In this distorted re-telling of Australia’s notorious 19th century outlaw Ned Kelly (based on the award-winning fiction book by Peter Carey) we are, right from the outset, informed that ‘Nothing you are about to see is true’. Which is just as well given the fact that Ned and his band of merry and trigger-happy young men are depicted as cross-dressing, eye-shadow wearing criminals who plot a violent campaign of anarchy that will terrorize the country. And macho-Aussies complained about Mick Jagger portraying Kelly!

The cross-dressing aspect (the real Ned Kelly would turn in his grave at the very thought!) is just one of the factual distortions in this highly unique and controversial re-imagining which tells the story of Australia’s most famous outlaw beginning with his childhood years. Perhaps it should be mentioned that in Carey’s book as well as in the film this ‘autobiographical’ story is written by Kelly to his fictional daughter.
Thus the movie begins with a very young Ned (Orlando Schwerdt) witnessing the on-going English rule against the Irish, the verbal and physical abuse his thick-skinned mother Ellen (‘Miss Fisher’ Essie Davis, real-life wife of director Kurzel) has to endure, and the constant presence of dubious Sergeant O’ Neill (Charlie Hunnam).

Enter ‘saviour’ and mentor Harry Power (Russell Crowe looking just like the real-life bushranger did) who teaches Ellen’s kids profane anti-police songs and here is rumoured to be Ellen’s lover (which in real life he was not). Soon the young Ned witnesses the first brutal killing when Harry fires bullets into a man and asks Ned to finish the job. Subjected to class struggle and anti-Irish sentiments from childhood, Ned grows into a young man (George MacKay) and swears to put a stop to this: “We are stolen men in a stolen land and we are going to take back what is rightfully ours.”
Witness the birth of the (fictional) ‘Sons of Sieve’ – a cross-dressing Irish rebel group soon on the land’s ‘Most Wanted’ list as the gang of outlaws don’t shy away from crime and murder to take back what is rightfully theirs.

Along their doomed journey Ned Kelly falls in love with a girl called Mary (Thomasin McKenzie) who gives birth to a child, sees himself confronted with arch-enemy Constable Fitzpatrick (Nicholas Hoult) who doesn’t even shy away from threatening to kill the Kelly’s new-born in order to find Ned’s hideout, culminating in the legendary blood ‘n’ guts stand-off against the law at Glenrowan, leading to Ned’s arrest and consequent execution by hanging in 1880.

Robin Hood-like folk hero to some, cold-blooded murderous villain to others… Ned Kelly as portrayed in Kurzel’s film is neither.

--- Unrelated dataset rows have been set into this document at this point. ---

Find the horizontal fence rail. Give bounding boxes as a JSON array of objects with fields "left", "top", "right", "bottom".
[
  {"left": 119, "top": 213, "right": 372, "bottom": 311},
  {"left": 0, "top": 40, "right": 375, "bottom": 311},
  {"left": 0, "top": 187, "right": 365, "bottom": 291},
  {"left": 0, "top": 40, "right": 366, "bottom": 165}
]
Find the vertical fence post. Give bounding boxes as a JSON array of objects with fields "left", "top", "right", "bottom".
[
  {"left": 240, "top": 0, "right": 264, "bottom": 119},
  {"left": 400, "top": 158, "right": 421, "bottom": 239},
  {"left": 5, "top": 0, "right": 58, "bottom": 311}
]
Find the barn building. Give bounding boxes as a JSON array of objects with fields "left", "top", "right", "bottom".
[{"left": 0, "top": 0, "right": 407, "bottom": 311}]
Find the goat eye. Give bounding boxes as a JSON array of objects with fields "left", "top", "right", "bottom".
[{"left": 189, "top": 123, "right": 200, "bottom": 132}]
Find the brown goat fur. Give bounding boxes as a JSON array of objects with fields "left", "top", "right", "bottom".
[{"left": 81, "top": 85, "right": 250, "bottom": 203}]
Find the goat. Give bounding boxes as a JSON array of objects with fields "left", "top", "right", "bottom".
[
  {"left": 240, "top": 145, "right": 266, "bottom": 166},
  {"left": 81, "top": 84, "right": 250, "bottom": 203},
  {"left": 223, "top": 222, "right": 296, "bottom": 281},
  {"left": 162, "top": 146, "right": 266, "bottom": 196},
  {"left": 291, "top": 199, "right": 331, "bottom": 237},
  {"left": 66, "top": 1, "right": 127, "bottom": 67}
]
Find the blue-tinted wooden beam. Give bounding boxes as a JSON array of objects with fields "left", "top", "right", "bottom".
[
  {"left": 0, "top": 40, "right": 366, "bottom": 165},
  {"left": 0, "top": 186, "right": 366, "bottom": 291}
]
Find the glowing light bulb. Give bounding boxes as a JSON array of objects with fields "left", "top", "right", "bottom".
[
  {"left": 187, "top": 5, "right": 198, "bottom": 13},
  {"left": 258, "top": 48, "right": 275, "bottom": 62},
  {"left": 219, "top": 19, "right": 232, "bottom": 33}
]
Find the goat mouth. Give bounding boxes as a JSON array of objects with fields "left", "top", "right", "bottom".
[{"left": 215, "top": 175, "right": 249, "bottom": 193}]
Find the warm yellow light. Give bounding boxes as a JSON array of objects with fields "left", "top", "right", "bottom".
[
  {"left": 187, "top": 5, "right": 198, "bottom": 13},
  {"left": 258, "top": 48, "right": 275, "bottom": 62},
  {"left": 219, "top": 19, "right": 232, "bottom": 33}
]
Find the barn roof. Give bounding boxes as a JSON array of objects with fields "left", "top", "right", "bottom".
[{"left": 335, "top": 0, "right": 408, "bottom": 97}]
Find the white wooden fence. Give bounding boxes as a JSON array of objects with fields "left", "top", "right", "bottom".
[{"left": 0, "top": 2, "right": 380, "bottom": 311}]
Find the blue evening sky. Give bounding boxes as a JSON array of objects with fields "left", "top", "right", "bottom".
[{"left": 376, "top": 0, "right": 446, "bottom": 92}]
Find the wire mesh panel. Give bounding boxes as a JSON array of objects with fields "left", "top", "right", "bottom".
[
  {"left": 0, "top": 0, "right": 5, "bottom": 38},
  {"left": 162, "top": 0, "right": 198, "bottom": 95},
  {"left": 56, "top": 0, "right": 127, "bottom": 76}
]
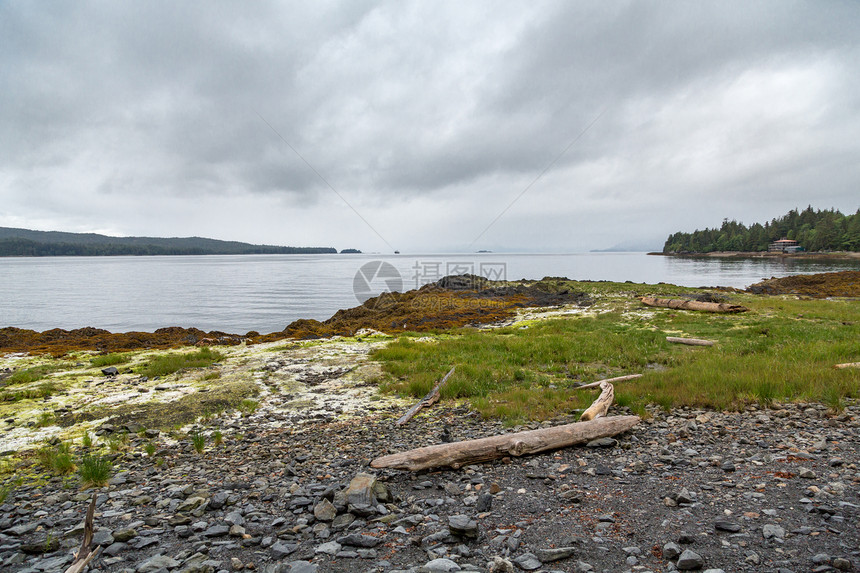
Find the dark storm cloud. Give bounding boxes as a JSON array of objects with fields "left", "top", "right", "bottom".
[{"left": 0, "top": 1, "right": 860, "bottom": 249}]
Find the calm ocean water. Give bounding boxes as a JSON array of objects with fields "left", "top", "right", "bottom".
[{"left": 0, "top": 253, "right": 860, "bottom": 334}]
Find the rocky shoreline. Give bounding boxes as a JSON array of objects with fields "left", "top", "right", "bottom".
[
  {"left": 0, "top": 368, "right": 860, "bottom": 573},
  {"left": 0, "top": 274, "right": 860, "bottom": 573},
  {"left": 648, "top": 251, "right": 860, "bottom": 261}
]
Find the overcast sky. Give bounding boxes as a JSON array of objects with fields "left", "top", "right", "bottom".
[{"left": 0, "top": 0, "right": 860, "bottom": 253}]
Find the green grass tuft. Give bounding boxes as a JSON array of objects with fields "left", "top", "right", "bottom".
[
  {"left": 372, "top": 283, "right": 860, "bottom": 423},
  {"left": 188, "top": 430, "right": 206, "bottom": 454},
  {"left": 78, "top": 455, "right": 113, "bottom": 489},
  {"left": 238, "top": 398, "right": 260, "bottom": 416},
  {"left": 140, "top": 348, "right": 224, "bottom": 378},
  {"left": 90, "top": 353, "right": 131, "bottom": 368},
  {"left": 3, "top": 364, "right": 58, "bottom": 386}
]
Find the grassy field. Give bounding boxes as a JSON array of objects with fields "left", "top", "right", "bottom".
[{"left": 373, "top": 282, "right": 860, "bottom": 423}]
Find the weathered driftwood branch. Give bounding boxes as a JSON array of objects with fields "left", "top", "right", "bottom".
[
  {"left": 579, "top": 381, "right": 615, "bottom": 422},
  {"left": 397, "top": 366, "right": 456, "bottom": 426},
  {"left": 575, "top": 374, "right": 642, "bottom": 390},
  {"left": 639, "top": 296, "right": 749, "bottom": 312},
  {"left": 666, "top": 336, "right": 716, "bottom": 346},
  {"left": 370, "top": 416, "right": 639, "bottom": 471},
  {"left": 66, "top": 493, "right": 102, "bottom": 573}
]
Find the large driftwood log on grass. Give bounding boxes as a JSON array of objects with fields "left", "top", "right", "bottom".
[
  {"left": 579, "top": 380, "right": 615, "bottom": 422},
  {"left": 639, "top": 296, "right": 749, "bottom": 312},
  {"left": 397, "top": 366, "right": 456, "bottom": 426},
  {"left": 666, "top": 336, "right": 716, "bottom": 346},
  {"left": 66, "top": 493, "right": 102, "bottom": 573},
  {"left": 576, "top": 374, "right": 642, "bottom": 390},
  {"left": 370, "top": 416, "right": 639, "bottom": 471}
]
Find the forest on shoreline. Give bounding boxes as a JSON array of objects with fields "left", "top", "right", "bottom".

Whilst George MacKay (why cast an English actor in the part of an Aussie outlaw?) does a solid job in his portrayal as the gender-bending anarchist we see in the movie, it doesn’t change the fact that this sexually ambiguous punk-rock take on the Kelly legend is more insult than ‘homage’. Admittedly, Ari Wegner’s cinematography is riveting (you need a big TV-screen to appreciate the many candle-lit indoor-scenes) and in particular the shoot-out at Glenrowan is presented here in a highly unique and almost stylised fashion, with strobe-light effects and jittery camera movements that highlight the Kelly gang’s makeshift armours. Purists are advised to stick with director Gregor Jordan’s 2003 take on the outlaw story in which the late Heath Ledger portrayed Ned Kelly to near perfection. That said, if you don’t mind bending factual history to almost 270 degrees then THE TRUE HISTORY OF THE KELLY GANG may well be for you.